Im Bereich des Arbeitsrechts gibt es vielfältige, zum Teil recht kurze Fristen, die gewahrt werden müssen.

1. Klagefrist

Bei Kündigungen sieht das Gesetz eine Frist von drei Wochen nach Zugang der Kündigung vor, binnen derer die Kündigungsschutzklage bei Gericht eingereicht werden muss. Nach Verstreichen dieser Frist gilt die Kündigung als solche als wirksam. Für Sie bedeutet das, dass nach Zugang der Kündigung  schnelles Handeln geboten ist.

2. Arbeitssuchendmeldung

Wichtig ist auch, dass Sie sich rechtzeitig bei der Agentur für Arbeit arbeitssuchend melden müssen. Dies muss spätestens drei Monate vor Beendigung des Arbeitsverhältnisses erfolgen. Ist Ihre Kündigungsfrist kürzer als drei Monate, muss dies innerhalb von drei Kalendertagen, nachdem Sie von der Beendigung Ihres Arbeitsverhältnisses erfahren, geschehen. Diese Verpflichtung besteht unabhängig davon, ob Sie gegen die Kündigung vorgehen.

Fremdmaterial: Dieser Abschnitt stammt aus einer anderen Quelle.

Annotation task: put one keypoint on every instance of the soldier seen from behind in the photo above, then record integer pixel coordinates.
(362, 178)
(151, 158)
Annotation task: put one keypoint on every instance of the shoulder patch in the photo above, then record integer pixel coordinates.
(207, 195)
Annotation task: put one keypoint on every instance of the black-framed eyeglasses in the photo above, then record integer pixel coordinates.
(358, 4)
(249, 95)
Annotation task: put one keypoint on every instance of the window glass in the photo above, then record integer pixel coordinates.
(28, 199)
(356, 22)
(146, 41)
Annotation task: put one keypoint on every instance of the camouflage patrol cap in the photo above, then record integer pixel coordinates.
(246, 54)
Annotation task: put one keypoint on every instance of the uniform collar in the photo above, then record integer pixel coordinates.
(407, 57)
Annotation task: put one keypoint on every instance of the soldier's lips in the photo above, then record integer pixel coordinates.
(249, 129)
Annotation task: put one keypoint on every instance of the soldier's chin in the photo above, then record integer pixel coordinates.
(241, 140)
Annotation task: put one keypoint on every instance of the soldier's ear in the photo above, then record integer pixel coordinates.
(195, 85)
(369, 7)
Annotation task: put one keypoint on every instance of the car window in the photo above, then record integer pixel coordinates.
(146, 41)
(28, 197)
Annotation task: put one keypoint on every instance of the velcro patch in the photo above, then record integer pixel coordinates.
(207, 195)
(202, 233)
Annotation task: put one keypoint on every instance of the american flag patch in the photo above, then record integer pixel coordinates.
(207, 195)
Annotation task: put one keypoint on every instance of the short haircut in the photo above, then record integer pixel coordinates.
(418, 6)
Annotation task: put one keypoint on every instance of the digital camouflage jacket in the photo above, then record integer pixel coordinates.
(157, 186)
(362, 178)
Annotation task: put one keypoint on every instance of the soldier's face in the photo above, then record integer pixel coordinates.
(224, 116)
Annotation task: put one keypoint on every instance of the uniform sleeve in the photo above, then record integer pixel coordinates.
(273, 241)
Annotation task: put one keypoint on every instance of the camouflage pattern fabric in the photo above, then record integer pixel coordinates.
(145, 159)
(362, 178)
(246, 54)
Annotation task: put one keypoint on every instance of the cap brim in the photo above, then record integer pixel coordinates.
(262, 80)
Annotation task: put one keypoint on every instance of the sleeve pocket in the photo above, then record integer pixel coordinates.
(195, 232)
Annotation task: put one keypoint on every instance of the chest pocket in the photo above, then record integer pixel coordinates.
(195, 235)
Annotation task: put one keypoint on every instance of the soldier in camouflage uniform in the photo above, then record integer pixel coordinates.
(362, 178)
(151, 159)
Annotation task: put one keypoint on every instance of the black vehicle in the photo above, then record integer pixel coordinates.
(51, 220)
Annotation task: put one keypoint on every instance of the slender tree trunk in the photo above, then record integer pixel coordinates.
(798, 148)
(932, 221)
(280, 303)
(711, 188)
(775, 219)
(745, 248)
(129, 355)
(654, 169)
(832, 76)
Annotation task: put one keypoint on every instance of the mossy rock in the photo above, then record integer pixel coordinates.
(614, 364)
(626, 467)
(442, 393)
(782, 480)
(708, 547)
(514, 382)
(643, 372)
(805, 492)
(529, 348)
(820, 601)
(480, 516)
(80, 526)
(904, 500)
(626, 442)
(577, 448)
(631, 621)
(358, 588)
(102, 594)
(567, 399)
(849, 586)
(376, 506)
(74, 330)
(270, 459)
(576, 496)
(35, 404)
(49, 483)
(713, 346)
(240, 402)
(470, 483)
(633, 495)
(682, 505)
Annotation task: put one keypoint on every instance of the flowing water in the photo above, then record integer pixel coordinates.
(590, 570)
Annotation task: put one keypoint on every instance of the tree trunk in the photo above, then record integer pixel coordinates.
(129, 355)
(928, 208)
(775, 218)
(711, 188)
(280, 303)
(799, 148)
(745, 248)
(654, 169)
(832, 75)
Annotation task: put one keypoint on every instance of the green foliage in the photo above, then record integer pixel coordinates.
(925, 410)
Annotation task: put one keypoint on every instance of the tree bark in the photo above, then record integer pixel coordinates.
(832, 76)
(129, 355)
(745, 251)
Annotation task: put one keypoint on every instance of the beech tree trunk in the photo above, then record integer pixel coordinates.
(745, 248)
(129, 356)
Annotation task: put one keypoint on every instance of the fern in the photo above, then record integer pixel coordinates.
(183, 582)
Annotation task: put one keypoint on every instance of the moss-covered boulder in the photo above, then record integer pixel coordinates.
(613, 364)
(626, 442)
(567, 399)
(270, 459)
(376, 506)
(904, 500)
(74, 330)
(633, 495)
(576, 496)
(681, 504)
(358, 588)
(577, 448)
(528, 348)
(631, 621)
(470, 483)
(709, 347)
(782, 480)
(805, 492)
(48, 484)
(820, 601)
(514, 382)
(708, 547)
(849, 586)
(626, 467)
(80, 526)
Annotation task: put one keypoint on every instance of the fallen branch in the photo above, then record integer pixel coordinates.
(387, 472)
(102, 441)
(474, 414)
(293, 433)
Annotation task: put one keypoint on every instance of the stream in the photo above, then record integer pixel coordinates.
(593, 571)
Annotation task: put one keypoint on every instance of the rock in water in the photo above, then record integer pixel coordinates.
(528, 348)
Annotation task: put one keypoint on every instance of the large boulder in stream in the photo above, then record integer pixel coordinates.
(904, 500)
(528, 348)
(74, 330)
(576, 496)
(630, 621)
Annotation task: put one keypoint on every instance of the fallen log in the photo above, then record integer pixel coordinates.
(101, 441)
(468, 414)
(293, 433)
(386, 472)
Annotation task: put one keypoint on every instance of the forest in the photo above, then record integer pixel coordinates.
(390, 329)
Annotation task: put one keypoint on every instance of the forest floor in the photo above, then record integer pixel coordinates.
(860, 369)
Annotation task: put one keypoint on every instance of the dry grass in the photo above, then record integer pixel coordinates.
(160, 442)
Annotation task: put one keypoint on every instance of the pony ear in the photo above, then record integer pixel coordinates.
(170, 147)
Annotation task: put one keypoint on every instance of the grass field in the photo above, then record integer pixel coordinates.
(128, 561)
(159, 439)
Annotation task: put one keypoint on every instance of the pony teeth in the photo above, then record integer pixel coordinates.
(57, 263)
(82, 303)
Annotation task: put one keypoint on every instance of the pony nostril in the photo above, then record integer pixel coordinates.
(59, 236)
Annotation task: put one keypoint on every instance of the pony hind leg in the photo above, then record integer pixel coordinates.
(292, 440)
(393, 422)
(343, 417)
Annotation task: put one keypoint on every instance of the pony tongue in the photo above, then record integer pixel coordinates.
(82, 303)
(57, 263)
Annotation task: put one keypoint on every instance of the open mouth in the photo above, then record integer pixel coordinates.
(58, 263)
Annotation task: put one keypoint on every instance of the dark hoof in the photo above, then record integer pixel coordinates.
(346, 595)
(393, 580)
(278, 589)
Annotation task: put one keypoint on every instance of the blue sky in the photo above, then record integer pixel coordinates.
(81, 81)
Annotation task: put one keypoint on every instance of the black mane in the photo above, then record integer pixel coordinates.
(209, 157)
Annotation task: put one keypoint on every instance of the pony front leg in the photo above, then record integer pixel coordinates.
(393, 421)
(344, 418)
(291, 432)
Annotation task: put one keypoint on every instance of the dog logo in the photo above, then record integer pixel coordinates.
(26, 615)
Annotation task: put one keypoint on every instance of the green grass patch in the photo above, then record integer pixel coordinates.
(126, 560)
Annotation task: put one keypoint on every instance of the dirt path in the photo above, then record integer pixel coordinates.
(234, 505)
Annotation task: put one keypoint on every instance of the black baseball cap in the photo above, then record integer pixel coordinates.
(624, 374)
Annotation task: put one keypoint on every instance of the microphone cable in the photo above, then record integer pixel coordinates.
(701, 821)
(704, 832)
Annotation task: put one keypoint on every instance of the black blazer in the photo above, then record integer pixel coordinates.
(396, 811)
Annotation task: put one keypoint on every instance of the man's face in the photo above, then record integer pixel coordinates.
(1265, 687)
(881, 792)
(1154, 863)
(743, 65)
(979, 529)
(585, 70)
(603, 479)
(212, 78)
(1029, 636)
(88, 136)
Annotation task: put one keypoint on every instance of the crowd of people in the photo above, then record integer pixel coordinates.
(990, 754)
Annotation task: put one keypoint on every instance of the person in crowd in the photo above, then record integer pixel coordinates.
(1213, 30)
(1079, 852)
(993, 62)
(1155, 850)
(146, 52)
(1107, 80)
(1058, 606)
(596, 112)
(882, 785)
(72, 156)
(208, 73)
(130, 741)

Die Arbeitssuchendmeldung muss persönlich bei einer Agentur für Arbeit erfolgen.

3. Ausschlussfristen

In Tarifverträgen und Arbeitsverträgen sind häufig sogenannte Ausschlussfristen enthalten. Hierbei handelt es sich um Fristen, die vorschreiben, innerhalb welcher Zeit Ansprüche aus dem Arbeitsverhältnis geltend gemacht werden müssen. Dies sollte stets schriftlich erfolgen. Teilweise gibt es auch zweistufige Ausschlussfristen, die nach erfolgloser Geltendmachung als weitere Stufe eine zweite Frist vorsehen, in der der Anspruch bei Gericht eingeklagt werden muss. Wird eine dieser Fristen versäumt, führt dies zum Verfall des Anspruches.